Navier Stokes simulation getting slower with time

NoelGK · June 9, 2023, 10:35pm

I am trying to implement a large eddy simulation with the Smagorinsky turbulence model. Nevertheless, I encounter that my simulation is much slower than the one from the Navier-Stokes tutorial from Dokken, which I am using to validate my implementation. The results are almost identical (see images below) but Dokken’s code runs very fast and mine is incredibly slow.

For 200 iterations using 8 MPI threads, Dokken’s code performs at an average of ~49 iter/s.
With the same number of threads and iterations, mine starts at ~1.5 iter/s, and keeps getting slower until reaching about 0.15 iter/s at iteration 200 (6 seconds per iteration ).

The only explanation I can think of is that the calculation of |S| is very expensive, but it doesen’t seem argument enough to get a simulation 300 times slower.

The details of the model:

Equations

\frac{\partial u}{\partial t} + (u\cdot\nabla)u = -\frac{1}{\rho}\nabla p^{\star} + (\nu + \nu_T) \nabla^2u \\ \nu_T = C_s^2 \Delta^2 |S| \\ S_{ij} = \frac{1}{2}\left( \frac{\partial u_i}{\partial x_j} + \frac{\partial u_j}{\partial x_i} \right)

where |S| = (2S_{ij}S_{ij})^{1/2} and \Delta is the mesh size.

Code (the mesh generation is the same as in the tutorial with the exception of some modifications to L, H). Sorry for the comments in Spanish, they are not too meaningfull

import gmsh
import os
import numpy as np
import tqdm.autonotebook

from mpi4py import MPI
from petsc4py import PETSc

from dolfinx.fem import (Constant, Function, FunctionSpace, 
                         assemble_scalar, dirichletbc, form, locate_dofs_topological, set_bc)
from dolfinx.fem.petsc import (apply_lifting, assemble_matrix, assemble_vector, 
                               create_vector, create_matrix, set_bc)
from dolfinx.io import (VTXWriter, distribute_entity_data, gmshio)
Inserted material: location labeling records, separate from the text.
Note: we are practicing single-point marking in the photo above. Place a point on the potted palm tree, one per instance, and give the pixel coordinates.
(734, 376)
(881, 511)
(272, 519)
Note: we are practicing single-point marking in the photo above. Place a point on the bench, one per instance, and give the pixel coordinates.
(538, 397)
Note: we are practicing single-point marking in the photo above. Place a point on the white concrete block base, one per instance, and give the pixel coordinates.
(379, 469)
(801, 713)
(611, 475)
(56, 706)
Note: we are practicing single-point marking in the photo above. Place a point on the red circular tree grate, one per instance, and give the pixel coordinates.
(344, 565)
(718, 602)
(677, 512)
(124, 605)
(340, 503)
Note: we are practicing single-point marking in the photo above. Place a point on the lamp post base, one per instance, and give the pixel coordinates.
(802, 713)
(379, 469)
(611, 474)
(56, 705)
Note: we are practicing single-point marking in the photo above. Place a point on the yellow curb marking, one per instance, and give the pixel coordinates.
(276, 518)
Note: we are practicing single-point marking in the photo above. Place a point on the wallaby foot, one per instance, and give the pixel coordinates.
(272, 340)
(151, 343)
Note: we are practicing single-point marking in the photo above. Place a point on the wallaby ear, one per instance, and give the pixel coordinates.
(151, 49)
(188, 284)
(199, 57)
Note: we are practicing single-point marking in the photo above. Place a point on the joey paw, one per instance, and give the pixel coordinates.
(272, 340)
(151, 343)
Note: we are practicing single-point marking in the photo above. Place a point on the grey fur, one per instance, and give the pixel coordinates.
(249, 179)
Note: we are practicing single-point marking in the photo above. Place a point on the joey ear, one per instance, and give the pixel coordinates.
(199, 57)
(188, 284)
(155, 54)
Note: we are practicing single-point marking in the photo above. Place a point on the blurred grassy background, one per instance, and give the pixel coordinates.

from ufl import (FacetNormal, FiniteElement, Identity, Measure, TestFunction, TrialFunction, VectorElement,
                 as_vector, div, dot, ds, dx, inner, lhs, grad, nabla_grad, rhs, sym)
from ufl import sqrt, sin


# =============================================================================
#                 PARÁMETROS Y DOMINIO DE LA SIMULACIÓN
# =============================================================================

# Parámetros espaciales
L = 2.0
H = 0.5
c_x = c_y = 0.25
r = 0.05
gdim = 2
fdim = gdim - 1

# Mesh
mesh, _, ft = gmshio.read_from_msh("cyllinder.msh", MPI.COMM_WORLD, rank=0, gdim=gdim)
inlet_marker, outlet_marker, wall_marker, obstacle_marker = 2, 3, 4, 5

# Parámetros temporales y físicos
t = 0.0
T = 2.0
num_steps = 2000
dt = T / num_steps
dt = Constant(mesh, PETSc.ScalarType(dt))
mu = Constant(mesh, PETSc.ScalarType(1.0e-4))  # Viscosidad dinámica (cambiar)
rho = Constant(mesh, PETSc.ScalarType(1.0))   # Densidad (cambiar)
nu = Constant(mesh, PETSc.ScalarType(mu/rho))  # Viscosidad cinemática
f = Constant(mesh, PETSc.ScalarType((0, 0)))  # Body forces

resolution = PETSc.ScalarType(r)
Cs = PETSc.ScalarType(0.035)  # Constante de Smagorinsky


# =============================================================================
#        ESPACIOS DE FUNCIONES Y FUNCIONES: ELEMENTOS TAYLOR-HOOD
# =============================================================================

vector_element = VectorElement("CG", mesh.ufl_cell(), 2)
scalar_element = FiniteElement("CG", mesh.ufl_cell(), 1)
V = FunctionSpace(mesh, vector_element)
Q = FunctionSpace(mesh, scalar_element)


# =============================================================================
#                          CONDICIONES DE CONTORNO
# =============================================================================


class InletVelocity():
    def __init__(self, t):
        self.t = t
        self.tol = 1e-4
        self.alpha_atm = 0.3

    def __call__(self, x):
        values = np.zeros((gdim, x.shape[1]),dtype=PETSc.ScalarType)
        values[0] = 4 * 1.5 * sin(self.t * np.pi/8) * x[1] * (H - x[1])/H**2
        # values[0] = 4.0 * ((x[1] + self.tol) / H)**self.alpha_atm
        return values


# # # Condiciones de contorno de la velocidad
# Inlet
u_inlet = Function(V)
inlet_velocity = InletVelocity(t)
u_inlet.interpolate(inlet_velocity)
bcu_inflow = dirichletbc(u_inlet, locate_dofs_topological(V, fdim, ft.find(inlet_marker)))
# Walls
u_nonslip = np.array((0,) * mesh.geometry.dim, dtype=PETSc.ScalarType)
bcu_walls = dirichletbc(u_nonslip, locate_dofs_topological(V, fdim, ft.find(wall_marker)), V)
# Obstacle
bcu_obstacle = dirichletbc(u_nonslip, locate_dofs_topological(V, fdim, ft.find(obstacle_marker)), V)
bcu = [bcu_inflow, bcu_obstacle, bcu_walls]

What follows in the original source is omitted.